10 mots... 10 mots provenant de l'arrière du wagon... 10 mots qui firent tourner la tête à Camille, jusqu'à rencontrer le regard accusateur et choqué d'une vieille dame... Un peu moins âgée que sa grand-mère, elle possédait le même manteau sans couleur et le même air inquisiteur; ce qui ne put empêcher Camille de ressentir immédiatement de la nervosité face à cette inconnue. Penaude, elle bafouilla quelques excuses et rangea la cigarette dans sa poche de manteau.

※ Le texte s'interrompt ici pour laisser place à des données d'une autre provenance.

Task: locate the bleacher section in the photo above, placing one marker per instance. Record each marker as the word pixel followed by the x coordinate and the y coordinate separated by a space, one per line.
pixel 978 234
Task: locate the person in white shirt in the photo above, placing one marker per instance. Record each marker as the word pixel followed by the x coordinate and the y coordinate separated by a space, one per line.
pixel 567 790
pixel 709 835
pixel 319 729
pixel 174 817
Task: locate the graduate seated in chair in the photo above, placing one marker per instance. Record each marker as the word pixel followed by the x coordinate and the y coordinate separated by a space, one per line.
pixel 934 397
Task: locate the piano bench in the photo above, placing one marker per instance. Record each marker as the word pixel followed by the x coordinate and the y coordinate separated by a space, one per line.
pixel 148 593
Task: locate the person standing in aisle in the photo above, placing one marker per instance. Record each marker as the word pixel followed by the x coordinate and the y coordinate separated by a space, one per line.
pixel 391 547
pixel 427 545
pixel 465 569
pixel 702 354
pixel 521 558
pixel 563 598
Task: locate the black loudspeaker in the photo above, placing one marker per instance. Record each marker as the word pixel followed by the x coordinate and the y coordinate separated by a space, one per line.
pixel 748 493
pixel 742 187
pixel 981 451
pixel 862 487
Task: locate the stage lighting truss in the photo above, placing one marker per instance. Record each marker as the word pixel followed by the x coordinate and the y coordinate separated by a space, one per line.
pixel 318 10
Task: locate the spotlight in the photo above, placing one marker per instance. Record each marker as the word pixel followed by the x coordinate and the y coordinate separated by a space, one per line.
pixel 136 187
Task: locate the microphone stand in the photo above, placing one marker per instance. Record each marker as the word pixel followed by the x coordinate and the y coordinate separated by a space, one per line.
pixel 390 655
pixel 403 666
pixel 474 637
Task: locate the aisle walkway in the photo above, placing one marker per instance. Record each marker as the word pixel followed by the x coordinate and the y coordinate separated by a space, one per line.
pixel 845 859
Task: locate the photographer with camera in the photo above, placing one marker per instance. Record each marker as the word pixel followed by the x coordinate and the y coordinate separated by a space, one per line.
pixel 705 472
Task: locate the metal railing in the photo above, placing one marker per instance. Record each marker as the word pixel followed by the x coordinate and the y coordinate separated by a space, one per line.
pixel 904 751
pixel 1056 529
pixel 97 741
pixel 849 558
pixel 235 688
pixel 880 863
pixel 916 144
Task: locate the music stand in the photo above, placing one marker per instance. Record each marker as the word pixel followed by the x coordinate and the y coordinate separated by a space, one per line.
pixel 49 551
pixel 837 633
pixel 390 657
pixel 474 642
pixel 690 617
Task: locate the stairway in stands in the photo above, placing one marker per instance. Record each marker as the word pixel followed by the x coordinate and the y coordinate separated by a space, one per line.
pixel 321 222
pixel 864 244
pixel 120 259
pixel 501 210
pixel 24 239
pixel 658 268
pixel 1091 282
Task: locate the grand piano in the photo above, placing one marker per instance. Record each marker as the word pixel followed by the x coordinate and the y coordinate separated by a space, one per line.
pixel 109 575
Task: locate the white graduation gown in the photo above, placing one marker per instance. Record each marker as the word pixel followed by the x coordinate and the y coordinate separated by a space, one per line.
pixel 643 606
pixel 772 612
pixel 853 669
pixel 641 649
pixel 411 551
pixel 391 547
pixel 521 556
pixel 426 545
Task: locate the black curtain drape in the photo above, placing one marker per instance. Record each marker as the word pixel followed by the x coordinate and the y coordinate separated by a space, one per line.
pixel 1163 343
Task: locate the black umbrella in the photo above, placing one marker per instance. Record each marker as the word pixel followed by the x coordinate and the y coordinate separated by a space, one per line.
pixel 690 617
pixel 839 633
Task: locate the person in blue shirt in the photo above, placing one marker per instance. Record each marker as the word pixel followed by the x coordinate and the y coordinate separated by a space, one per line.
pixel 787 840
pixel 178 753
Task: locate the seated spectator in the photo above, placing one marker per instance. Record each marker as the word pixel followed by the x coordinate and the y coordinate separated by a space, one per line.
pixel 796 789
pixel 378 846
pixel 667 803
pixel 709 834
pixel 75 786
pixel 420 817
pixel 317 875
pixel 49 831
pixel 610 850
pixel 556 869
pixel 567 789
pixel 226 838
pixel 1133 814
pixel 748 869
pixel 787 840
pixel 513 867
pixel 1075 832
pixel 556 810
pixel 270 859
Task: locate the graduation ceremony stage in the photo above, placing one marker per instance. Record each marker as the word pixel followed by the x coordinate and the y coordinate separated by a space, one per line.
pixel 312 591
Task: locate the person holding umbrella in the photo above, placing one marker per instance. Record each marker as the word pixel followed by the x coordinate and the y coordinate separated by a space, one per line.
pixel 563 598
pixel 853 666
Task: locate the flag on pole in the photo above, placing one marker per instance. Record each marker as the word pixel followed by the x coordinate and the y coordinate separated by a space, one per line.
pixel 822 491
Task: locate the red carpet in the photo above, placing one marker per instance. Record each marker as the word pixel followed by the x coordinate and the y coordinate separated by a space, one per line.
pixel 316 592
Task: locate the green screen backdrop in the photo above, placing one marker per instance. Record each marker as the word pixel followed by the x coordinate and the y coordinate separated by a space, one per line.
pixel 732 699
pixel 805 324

"Vous savez que ce que vous faîtes vous tuera?"

 

Camille ne repondit pas. Après tout, la femme se trouvait à plusieurs rangées de sièges derrière elle... Elle pouvait très bien ne pas l'avoir entendu... Certaines fois, il faut savoir faire comme si rien autour de nous n'existait. La jeune femme l'avait appris à ses dépens. Son père faisait partie de ses hommes qui ne savent aimer qu'en hurlant sur ceux qui les entourent. Il hurla d'abord sur la mère de Camille, puis sur le frère de Camille, sur elle-même, et après son divorce et son remariage (espacés tous deux de... 6 mois), sur sa seconde épouse et enfin sur sa dernière fille. Jeune adulte à la mort de sa mère, Camille préféra emmenager chez son père les 2 années qui suivirent plutôt qu'avoir à s'assumer toute seule dans des circonstances aussi difficiles. Ce ne fut pas le choix de son frère qui gardait encore rancune contre son père pour son divorce et son remariage plus qu'empressé à son goût...
Les cris, les interpellations provocatrices, Camille connaissait et ce dimanche soir, elle avait autre chose de prévu que de se crêper le chognon avec une inconnue.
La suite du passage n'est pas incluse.